Roses et hostas : des plantes particulièrement exigeantes
Le printemps est là, les premières mauvaises herbes sont arrachées, et vos rosiers comme vos touffes d'hostas semblent prêts à reprendre vie. Pourtant, une question revient souvent chez les jardiniers : quel paillis poser au pied de ces plantes voraces pour les nourrir tout en maintenant la fraîcheur du sol ? Entre les rayons colorés des jardineries et les besoins réels de la terre, difficile de s'y retrouver.
Selon David Stanford-Beale, docteur en entomologie chez MAD Company, cette hésitation s'explique simplement : la plupart des gens regardent l'apparence du sac avant tout. Il constate que la majorité des acheteurs choisissent un paillis pour son esthétique, sans se soucier de sa composition ni de son origine. Son conseil est clair : lire attentivement l'étiquette et privilégier les produits locaux dès que c'est possible.
Pourquoi le compost est le paillis le plus complet
Les rosiers et les hostas comptent parmi les végétaux les plus gourmands de nos jardins. La Royal Horticultural Society le confirme : un compost appliqué en surface apporte aux plantes affamées comme les roses et les hostas les nutriments essentiels, tout en favorisant la rétention d'humidité et en améliorant la structure du sol. Les hostas, en particulier, réclament un sol profond, frais et riche en humus, et supportent très mal les épisodes de sécheresse.
Dans cette situation, le paillis de compost reste la solution la plus polyvalente. Qu'il soit fabriqué maison ou acheté en jardinerie, il nourrit ces plantes exigeantes, freine la pousse des adventices et maintient le sol souple. Les racines profondes des rosiers comme les souches d'hostas installées en bordure ou à l'ombre des arbres en tirent un bénéfice direct.
Compost et fumier : les paillis les plus nourrissants
Le fumier bien décomposé constitue une autre option très enrichissante, particulièrement adaptée aux roses, aux arbustes et aux plantes à fort appétit. Il améliore la structure du sol et retient efficacement l'eau. Toutefois, la RHS met en garde : un fumier encore odorant ou fumant peut brûler les végétaux et doit impérativement finir de mûrir avant d'être étalé. Sur les massifs de rosiers, beaucoup de jardiniers expérimentés combinent compost et fumier mûr pour créer une couche particulièrement fertile.

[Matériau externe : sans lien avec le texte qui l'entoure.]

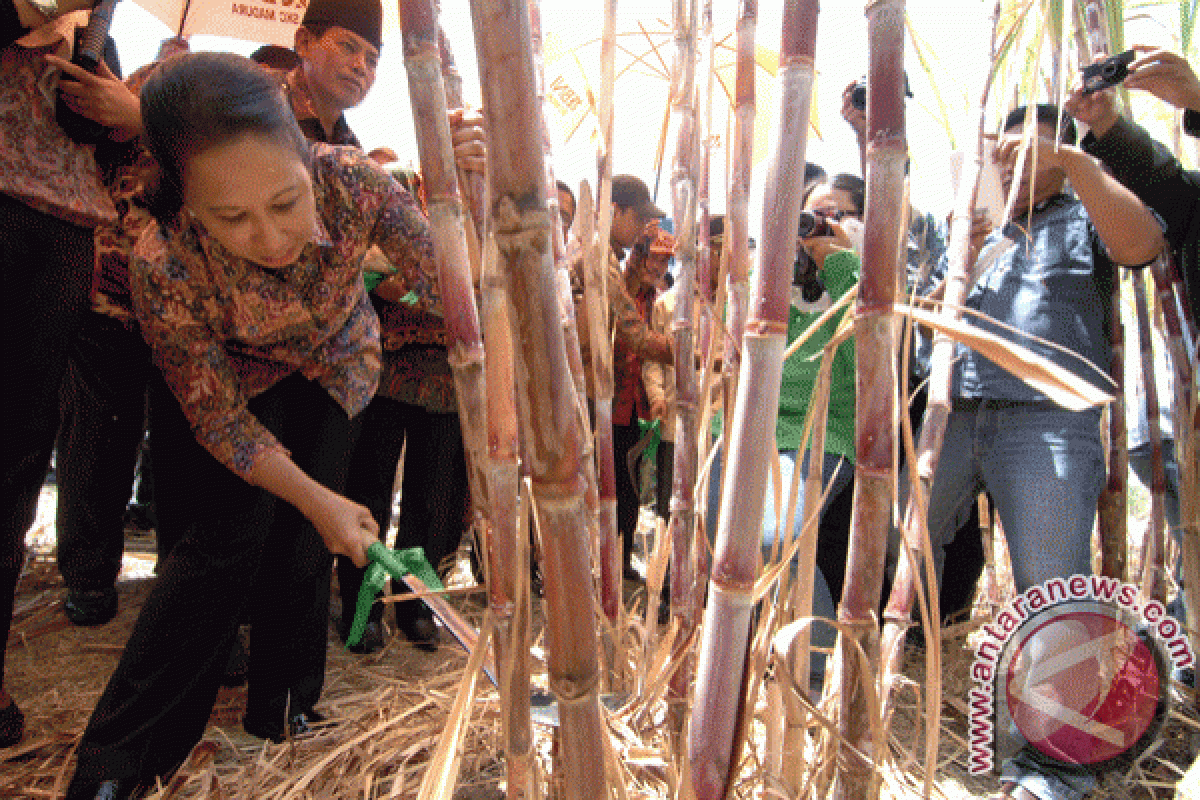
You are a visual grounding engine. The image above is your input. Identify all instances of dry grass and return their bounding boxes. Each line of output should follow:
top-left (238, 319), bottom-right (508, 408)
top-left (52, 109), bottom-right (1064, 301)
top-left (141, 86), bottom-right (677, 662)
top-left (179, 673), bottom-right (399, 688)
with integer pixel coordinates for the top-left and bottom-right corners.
top-left (0, 491), bottom-right (1200, 800)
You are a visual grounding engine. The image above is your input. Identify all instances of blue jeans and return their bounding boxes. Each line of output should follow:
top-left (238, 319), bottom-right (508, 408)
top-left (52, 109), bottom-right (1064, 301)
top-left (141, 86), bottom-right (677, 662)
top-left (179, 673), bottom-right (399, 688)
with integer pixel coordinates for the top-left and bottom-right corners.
top-left (929, 401), bottom-right (1105, 800)
top-left (929, 401), bottom-right (1105, 591)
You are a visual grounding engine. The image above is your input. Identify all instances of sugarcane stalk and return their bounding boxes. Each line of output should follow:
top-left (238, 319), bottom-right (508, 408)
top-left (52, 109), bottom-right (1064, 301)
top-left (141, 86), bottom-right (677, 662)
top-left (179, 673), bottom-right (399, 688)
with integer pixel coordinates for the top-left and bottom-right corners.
top-left (470, 0), bottom-right (608, 800)
top-left (1151, 258), bottom-right (1200, 652)
top-left (835, 0), bottom-right (907, 800)
top-left (580, 0), bottom-right (624, 647)
top-left (438, 26), bottom-right (487, 245)
top-left (881, 2), bottom-right (1001, 738)
top-left (691, 0), bottom-right (817, 800)
top-left (481, 214), bottom-right (539, 798)
top-left (1081, 0), bottom-right (1129, 579)
top-left (721, 0), bottom-right (758, 450)
top-left (1133, 270), bottom-right (1166, 601)
top-left (400, 6), bottom-right (534, 798)
top-left (668, 0), bottom-right (698, 733)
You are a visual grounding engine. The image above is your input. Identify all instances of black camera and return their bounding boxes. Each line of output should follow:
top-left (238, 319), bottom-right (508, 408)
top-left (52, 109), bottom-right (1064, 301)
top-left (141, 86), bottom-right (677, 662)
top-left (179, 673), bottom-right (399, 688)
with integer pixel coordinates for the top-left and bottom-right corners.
top-left (850, 78), bottom-right (866, 112)
top-left (850, 70), bottom-right (912, 112)
top-left (1082, 50), bottom-right (1138, 95)
top-left (796, 211), bottom-right (833, 239)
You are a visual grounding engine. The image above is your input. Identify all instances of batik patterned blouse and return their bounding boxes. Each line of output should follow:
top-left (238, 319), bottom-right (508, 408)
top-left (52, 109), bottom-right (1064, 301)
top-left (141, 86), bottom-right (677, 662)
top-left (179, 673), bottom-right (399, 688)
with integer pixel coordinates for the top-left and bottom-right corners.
top-left (0, 18), bottom-right (116, 228)
top-left (130, 144), bottom-right (442, 477)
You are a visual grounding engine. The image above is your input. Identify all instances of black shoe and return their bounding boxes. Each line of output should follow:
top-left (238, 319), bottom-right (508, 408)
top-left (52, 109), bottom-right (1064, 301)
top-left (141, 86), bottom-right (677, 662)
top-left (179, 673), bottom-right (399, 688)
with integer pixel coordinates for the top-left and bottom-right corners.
top-left (241, 709), bottom-right (325, 745)
top-left (66, 781), bottom-right (142, 800)
top-left (396, 609), bottom-right (438, 652)
top-left (221, 630), bottom-right (250, 688)
top-left (0, 703), bottom-right (25, 747)
top-left (64, 589), bottom-right (116, 627)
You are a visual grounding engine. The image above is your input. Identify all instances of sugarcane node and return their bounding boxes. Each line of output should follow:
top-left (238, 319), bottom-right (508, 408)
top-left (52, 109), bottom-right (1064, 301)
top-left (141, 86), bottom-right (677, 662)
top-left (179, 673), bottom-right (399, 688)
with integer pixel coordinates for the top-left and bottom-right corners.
top-left (548, 672), bottom-right (600, 708)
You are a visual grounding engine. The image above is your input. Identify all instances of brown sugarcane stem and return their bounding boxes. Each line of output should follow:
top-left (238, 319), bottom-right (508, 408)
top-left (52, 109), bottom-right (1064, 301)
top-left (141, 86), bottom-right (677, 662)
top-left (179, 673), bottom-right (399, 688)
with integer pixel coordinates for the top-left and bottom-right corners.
top-left (668, 0), bottom-right (698, 733)
top-left (835, 0), bottom-right (907, 799)
top-left (721, 0), bottom-right (758, 424)
top-left (1133, 270), bottom-right (1166, 602)
top-left (881, 2), bottom-right (1001, 718)
top-left (472, 0), bottom-right (608, 800)
top-left (677, 0), bottom-right (817, 800)
top-left (438, 26), bottom-right (487, 247)
top-left (578, 181), bottom-right (624, 638)
top-left (482, 247), bottom-right (540, 800)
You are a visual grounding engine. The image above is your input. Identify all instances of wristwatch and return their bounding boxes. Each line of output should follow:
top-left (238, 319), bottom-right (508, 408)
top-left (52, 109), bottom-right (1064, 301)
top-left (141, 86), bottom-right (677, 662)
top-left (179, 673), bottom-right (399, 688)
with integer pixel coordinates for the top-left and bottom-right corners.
top-left (25, 0), bottom-right (59, 19)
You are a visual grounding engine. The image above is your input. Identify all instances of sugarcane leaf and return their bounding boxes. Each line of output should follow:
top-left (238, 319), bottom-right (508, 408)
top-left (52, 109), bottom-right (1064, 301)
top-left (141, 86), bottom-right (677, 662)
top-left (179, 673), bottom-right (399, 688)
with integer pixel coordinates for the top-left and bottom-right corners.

Les autres types de paillis jouent avant tout un rôle complémentaire. David Stanford-Beale précise que les paillis à base de paille présentent une belle apparence et une odeur agréable, ce qui séduit les acheteurs. Ils se décomposent néanmoins très vite et libèrent de grandes quantités de potassium dans le sol, ce qui impose de ne pas en abuser autour des jeunes plants.
Concernant les ardoises, graviers et verres décoratifs, l'expert est catégorique :
- Ils n'apportent aucun nutriment au sol.

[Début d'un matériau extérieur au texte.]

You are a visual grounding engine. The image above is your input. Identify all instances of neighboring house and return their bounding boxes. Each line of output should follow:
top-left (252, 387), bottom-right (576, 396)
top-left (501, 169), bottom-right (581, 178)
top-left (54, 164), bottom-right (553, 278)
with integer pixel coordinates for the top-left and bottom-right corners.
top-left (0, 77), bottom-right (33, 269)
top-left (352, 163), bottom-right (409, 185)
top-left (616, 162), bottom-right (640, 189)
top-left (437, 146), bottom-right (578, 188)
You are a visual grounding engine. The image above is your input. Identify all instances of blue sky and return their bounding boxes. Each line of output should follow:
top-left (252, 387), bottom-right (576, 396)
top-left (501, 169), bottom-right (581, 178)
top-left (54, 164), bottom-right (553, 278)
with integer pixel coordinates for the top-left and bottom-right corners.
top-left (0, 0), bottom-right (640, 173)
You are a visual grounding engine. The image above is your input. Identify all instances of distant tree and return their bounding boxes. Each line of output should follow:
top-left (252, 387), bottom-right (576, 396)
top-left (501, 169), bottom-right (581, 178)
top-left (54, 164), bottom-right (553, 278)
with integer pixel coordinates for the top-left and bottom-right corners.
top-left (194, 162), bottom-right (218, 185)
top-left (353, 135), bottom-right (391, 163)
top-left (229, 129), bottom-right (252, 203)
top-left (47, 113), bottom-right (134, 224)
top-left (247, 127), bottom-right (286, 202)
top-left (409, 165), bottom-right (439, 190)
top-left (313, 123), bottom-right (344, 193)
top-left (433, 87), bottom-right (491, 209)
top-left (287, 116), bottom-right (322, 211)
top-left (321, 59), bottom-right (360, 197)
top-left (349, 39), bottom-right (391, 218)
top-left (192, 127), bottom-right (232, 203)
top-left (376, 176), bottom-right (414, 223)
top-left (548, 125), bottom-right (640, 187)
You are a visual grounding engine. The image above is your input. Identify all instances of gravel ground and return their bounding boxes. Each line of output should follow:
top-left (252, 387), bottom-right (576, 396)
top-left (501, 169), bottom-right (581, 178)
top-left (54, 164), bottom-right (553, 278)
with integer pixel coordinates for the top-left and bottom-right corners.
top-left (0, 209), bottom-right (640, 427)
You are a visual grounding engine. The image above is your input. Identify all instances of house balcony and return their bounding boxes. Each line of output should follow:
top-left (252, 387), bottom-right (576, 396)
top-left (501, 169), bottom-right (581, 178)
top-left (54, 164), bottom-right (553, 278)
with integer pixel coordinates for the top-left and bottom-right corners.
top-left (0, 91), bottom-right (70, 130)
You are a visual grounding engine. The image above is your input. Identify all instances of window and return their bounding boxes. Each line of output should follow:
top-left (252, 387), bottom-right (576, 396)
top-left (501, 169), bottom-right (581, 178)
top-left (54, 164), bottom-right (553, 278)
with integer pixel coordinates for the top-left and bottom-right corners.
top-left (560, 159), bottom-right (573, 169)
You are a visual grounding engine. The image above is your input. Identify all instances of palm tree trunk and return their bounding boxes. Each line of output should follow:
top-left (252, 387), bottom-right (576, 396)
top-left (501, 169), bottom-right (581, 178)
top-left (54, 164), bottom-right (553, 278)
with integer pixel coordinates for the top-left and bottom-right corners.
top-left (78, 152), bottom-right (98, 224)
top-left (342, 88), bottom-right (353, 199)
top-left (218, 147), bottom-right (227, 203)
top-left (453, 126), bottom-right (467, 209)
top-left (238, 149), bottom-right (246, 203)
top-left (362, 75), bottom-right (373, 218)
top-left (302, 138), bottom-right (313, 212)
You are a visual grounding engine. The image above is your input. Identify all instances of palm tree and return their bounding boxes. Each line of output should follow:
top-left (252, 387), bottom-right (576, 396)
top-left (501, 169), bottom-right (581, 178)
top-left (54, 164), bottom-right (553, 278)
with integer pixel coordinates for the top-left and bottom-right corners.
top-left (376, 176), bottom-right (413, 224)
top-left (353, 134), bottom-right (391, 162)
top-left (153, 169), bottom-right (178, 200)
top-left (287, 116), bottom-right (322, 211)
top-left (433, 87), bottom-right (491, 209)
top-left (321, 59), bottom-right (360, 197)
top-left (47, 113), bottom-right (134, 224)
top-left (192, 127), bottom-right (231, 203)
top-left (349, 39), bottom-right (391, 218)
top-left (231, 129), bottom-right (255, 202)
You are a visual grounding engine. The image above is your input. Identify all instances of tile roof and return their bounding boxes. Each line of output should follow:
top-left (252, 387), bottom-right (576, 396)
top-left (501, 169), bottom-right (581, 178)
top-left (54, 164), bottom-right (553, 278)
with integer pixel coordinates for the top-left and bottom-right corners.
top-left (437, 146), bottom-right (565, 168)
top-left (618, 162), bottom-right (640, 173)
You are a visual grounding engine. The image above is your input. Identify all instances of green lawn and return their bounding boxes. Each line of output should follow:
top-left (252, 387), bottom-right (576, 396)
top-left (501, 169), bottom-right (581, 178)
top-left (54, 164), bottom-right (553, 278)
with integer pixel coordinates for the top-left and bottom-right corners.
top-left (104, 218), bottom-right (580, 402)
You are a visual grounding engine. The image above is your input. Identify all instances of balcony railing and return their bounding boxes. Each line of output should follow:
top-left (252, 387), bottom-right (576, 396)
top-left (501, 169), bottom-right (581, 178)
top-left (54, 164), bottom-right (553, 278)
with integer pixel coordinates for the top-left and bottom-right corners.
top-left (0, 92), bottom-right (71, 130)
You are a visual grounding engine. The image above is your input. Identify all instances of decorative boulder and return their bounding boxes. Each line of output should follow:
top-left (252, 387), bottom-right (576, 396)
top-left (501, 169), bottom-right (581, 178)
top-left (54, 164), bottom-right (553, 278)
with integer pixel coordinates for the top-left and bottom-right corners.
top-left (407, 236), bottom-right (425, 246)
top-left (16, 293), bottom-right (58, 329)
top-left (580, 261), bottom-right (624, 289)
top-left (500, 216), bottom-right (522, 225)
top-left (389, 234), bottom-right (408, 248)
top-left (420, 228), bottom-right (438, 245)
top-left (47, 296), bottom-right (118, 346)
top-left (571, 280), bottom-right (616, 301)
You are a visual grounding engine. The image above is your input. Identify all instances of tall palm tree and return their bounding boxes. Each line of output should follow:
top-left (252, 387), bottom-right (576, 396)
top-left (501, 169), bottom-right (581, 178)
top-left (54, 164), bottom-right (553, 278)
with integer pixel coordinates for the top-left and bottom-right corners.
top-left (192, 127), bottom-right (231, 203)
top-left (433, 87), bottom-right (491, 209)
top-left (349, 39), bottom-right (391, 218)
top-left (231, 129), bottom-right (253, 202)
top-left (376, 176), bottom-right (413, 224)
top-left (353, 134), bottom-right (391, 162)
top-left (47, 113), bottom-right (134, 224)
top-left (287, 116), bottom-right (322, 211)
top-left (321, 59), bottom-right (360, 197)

- Ils migrent facilement vers les pelouses et peuvent endommager les tondeuses.
- On les retrouve inévitablement dans les plates-bandes au fil du temps.
Comment bien pailler roses et hostas au jardin
Pour l'épaisseur idéale, David Stanford-Beale recommande une couche d'environ 7 à 8 centimètres autour des rosiers et des hostas si l'on souhaite supprimer efficacement les mauvaises herbes sans recourir à une membrane anti-adventices. Une couche moins épaisse reste toutefois utile pour enrichir progressivement le sol, à condition de ne jamais plaquer le paillis directement contre le collet des plantes.
Les hostas bénéficient pleinement de ce traitement nutritif. Un apport de compost au printemps, sur une terre bien humide, soutient le développement de leur feuillage généreux. Un paillage rugueux au pied des touffes aide aussi à décourager escargots et limaces. En hiver, une couche de feuilles mortes déposée par-dessus protège la souche du gel tout en enrichissant le sol pour la repousse printanière.